Pink turnip pickles are a delicious anti-inflammatory condiment, made with turnips and beets. A great gut healthy snack, and perfect with meals like chicken shawarma too! Vegan, paleo, and Whole30.
- 12–14 ounces Purified Water
- Optional: 1 tsp Sugar
- 2 1/2 tbsp Kosher Salt
- 1 Bay Leaf
- 1/2 cup White Vinegar
- 1 small Red Beet, peeled and sliced
- 2 Turnips (about 1 pound), peeled and sliced
- Optional: Jalapeno, sliced lengthwise
- 1 clove Garlic, chopped
- Add beet, turnips, jalapeno (if using), and garlic to a heatproof jar or container. Set aside.
- In a medium saucepan, bring salt, sugar, bay leaf, and 12 ounces of purified water to a boil, stirring occasionally to dissolve salt and sugar. Turn off heat and let mixture cool down for 5 minutes, then stir in vinegar.
- Pour pickling liquid over the contents in the jar, and ensure that the turnip and beet slices are submerged completely in the brining liquid. Let it cool, then close the jar and place it in a dark area for 5 to 7 days. (see note 1)
- For best flavor, refrigerate before serving.
- Store in a covered jar or container in the refrigerator for up to one month.
- The turnip pickles are normally ready within 4 to 5 days, but taste at day 4 for flavor and texture. Depending on the thickness of the slices, you may need to ferment for an extra day or two.

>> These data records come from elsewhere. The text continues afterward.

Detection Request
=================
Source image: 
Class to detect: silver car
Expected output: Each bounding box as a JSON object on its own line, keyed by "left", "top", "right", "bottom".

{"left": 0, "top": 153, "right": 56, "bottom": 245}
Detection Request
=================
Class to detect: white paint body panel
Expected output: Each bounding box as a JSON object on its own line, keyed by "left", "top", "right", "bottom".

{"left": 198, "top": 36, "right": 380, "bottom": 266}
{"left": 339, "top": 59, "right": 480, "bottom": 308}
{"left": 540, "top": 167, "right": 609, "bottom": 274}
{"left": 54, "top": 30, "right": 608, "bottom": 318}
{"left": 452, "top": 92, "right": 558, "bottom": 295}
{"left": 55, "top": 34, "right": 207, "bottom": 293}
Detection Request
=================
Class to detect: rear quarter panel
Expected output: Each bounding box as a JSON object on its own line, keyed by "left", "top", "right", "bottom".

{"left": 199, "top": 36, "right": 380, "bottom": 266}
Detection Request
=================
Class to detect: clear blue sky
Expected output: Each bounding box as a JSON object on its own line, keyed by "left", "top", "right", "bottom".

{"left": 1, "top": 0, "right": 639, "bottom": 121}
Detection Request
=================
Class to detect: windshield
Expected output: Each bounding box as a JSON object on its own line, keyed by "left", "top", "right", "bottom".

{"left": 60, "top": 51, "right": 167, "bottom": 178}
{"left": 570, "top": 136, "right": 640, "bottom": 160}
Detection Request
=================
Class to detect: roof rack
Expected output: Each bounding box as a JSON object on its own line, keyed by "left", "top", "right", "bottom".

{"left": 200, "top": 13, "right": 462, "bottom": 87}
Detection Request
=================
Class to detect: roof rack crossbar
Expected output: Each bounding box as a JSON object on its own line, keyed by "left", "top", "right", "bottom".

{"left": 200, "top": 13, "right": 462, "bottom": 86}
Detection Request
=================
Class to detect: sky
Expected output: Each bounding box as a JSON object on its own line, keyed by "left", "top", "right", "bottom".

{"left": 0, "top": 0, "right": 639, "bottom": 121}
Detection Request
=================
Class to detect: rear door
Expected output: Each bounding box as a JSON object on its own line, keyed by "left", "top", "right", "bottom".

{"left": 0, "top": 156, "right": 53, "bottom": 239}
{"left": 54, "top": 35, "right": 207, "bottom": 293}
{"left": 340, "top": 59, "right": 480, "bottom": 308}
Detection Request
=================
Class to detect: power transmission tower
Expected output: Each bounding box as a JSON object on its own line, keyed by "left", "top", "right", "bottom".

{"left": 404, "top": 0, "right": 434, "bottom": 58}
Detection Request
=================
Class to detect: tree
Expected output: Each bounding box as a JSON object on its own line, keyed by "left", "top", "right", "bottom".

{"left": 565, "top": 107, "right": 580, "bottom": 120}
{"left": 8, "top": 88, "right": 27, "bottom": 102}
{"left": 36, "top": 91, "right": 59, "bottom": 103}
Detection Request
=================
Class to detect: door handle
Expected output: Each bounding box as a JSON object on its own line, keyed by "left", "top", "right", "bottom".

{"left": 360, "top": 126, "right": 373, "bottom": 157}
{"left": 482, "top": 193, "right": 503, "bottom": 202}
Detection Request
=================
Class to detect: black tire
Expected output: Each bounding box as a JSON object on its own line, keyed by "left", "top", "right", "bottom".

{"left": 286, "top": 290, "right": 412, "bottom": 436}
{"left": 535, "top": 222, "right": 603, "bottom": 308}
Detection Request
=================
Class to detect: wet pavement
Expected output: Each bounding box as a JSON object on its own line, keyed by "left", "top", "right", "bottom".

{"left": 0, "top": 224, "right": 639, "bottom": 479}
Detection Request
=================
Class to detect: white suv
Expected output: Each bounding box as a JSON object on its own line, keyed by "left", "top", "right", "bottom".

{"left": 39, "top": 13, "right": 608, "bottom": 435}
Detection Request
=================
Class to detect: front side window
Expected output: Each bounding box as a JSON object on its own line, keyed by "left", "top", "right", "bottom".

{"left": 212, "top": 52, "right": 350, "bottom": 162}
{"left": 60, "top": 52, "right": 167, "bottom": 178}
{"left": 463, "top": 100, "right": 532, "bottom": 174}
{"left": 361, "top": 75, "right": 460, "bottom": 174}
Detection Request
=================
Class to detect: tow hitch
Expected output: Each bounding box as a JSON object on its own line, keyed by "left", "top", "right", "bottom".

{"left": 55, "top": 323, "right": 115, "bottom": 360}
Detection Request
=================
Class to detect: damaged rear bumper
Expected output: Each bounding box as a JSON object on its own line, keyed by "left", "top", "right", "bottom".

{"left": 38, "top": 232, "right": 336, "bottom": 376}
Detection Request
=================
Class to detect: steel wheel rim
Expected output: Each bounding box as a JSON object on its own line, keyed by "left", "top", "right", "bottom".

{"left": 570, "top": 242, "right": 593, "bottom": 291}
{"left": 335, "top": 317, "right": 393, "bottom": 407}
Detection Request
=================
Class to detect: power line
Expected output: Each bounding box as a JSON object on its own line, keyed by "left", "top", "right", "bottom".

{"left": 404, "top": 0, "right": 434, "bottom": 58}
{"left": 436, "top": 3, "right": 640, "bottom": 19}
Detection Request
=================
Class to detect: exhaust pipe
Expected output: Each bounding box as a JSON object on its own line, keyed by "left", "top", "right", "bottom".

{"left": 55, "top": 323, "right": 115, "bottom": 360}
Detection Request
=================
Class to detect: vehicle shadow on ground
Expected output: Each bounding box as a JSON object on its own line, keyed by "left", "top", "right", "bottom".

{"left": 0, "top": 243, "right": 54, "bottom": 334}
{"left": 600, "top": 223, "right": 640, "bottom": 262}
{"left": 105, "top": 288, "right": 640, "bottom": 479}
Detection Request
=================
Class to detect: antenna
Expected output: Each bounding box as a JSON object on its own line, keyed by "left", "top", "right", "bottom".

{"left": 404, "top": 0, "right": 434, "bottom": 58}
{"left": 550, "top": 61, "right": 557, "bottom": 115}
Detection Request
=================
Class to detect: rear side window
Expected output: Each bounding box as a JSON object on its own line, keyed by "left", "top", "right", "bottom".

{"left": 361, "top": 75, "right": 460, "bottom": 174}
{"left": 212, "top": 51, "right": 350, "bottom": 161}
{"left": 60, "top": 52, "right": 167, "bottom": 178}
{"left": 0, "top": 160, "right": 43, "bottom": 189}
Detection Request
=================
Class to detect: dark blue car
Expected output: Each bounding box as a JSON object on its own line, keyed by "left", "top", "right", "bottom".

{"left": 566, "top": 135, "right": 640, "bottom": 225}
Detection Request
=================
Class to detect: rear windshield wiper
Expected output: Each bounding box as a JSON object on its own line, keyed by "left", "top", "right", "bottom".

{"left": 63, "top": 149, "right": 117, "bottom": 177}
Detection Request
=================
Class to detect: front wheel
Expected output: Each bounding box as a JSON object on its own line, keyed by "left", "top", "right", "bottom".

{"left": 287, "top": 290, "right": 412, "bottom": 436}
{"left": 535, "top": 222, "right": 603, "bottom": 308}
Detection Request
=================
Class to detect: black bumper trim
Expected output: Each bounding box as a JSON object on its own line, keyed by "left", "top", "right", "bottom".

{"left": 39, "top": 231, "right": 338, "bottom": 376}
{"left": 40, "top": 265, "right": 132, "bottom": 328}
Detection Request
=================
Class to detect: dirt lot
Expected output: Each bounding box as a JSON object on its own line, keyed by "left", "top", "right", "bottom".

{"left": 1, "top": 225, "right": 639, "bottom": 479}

- The flavor of this snack is slightly sweet, but more savory. The garlic flavor really shines, and if you use jalapeno, you will definitely taste the kick of spicy heat.
- Category: Snacks
- Cuisine: American
Keywords: turnip pickles, pickled turnips, pink pickles, anti-inflammatory snacks, vegan, paleo, whole30, gluten free, grain free
Alright my friends, have a wonderful holiday weekend! May it be pretty in pink (and green & red)!